Inside a worker thread spawned from an API handler:

def _worker(task_id, project_id, ...):
    try:
        # work
        TaskManager().update_task(task_id, progress=50, message=...)
        result = do_real_work(...)
        TaskManager().complete_task(task_id, result)
    except Exception as e:
        logger.exception(f"task {task_id} failed")
        TaskManager().fail_task(task_id, str(e))

Rules:

  • The outer except must be broad (Exception) — the goal is "task always terminates," not "narrow down failures here."
  • Log the full traceback (logger.exception), then store a concise str(e) on the task for the frontend to display.
  • Never re-raise from the worker; the thread has no caller.
  • Update related Project state (e.g. revert GRAPH_BUILDING → previous status) inside the except, before fail_task.

Graph & Subprocess Errors

  • Graphiti / Neo4j errors: caller decides — usually fail the task with a user-friendly message; for non-fatal search failures, log and return empty results.
  • OASIS subprocess crashes: simulation_ipc.py is the single surface.

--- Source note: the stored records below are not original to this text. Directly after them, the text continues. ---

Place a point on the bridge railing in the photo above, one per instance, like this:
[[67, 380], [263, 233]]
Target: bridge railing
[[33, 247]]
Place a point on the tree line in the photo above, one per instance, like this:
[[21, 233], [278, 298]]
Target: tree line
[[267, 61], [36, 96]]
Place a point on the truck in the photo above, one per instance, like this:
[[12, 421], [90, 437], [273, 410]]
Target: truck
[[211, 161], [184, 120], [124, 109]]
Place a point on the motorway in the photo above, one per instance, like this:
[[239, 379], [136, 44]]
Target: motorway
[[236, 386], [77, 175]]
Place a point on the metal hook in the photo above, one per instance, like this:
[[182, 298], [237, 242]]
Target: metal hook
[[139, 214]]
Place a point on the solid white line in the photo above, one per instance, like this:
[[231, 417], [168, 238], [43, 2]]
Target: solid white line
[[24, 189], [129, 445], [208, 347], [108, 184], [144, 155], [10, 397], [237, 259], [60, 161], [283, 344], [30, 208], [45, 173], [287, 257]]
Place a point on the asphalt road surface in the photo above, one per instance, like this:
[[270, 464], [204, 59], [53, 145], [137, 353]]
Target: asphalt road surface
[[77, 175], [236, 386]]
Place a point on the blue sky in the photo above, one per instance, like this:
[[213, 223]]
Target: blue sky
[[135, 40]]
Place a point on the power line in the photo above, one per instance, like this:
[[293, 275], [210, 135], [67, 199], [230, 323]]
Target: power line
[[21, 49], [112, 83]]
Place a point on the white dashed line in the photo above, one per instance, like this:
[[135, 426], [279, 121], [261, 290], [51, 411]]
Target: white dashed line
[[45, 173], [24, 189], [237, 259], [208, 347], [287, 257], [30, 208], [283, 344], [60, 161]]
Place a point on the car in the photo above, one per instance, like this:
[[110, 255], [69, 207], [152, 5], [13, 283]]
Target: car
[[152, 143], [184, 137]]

It owns lifecycle, logging, and signaling task failure. Don't catch subprocess errors elsewhere.
  • Startup recovery: _recover_stuck_projects re-classifies projects left GRAPH_BUILDING after a restart — see database.md.

Logging

  • Use utils/logger.get_logger('mirofish.<module>') — never print or logging.getLogger directly.
  • Levels:
    • ERROR — task failure, unrecoverable exception
    • WARNING — retry triggered, transient failure, recovered state
    • INFO — task lifecycle (created, completed), pipeline milestones
    • DEBUG — payload shapes, intermediate counts, off by default
  • User-visible log messages should go through utils/locale.t(...) so they translate; internal diagnostic logs stay in the file's existing language (English or Chinese — match the surrounding code).
  • Never log: API keys, full LLM prompts containing user-uploaded text (truncate or hash), Neo4j credentials, full .env contents.

What Not to Do

  • Don't catch Exception inside an API handler just to log and continue — fail the request and return the envelope.
  • Don't retry non-idempotent work (e.g. graph writes that may have partially completed).
  • Don't translate exceptions into success: true responses with an embedded error message; use success: false.
  • Don't surface raw stack traces or LLM internals to the frontend.

Focus on patterns and decisions. No implementation details or exhaustive lists.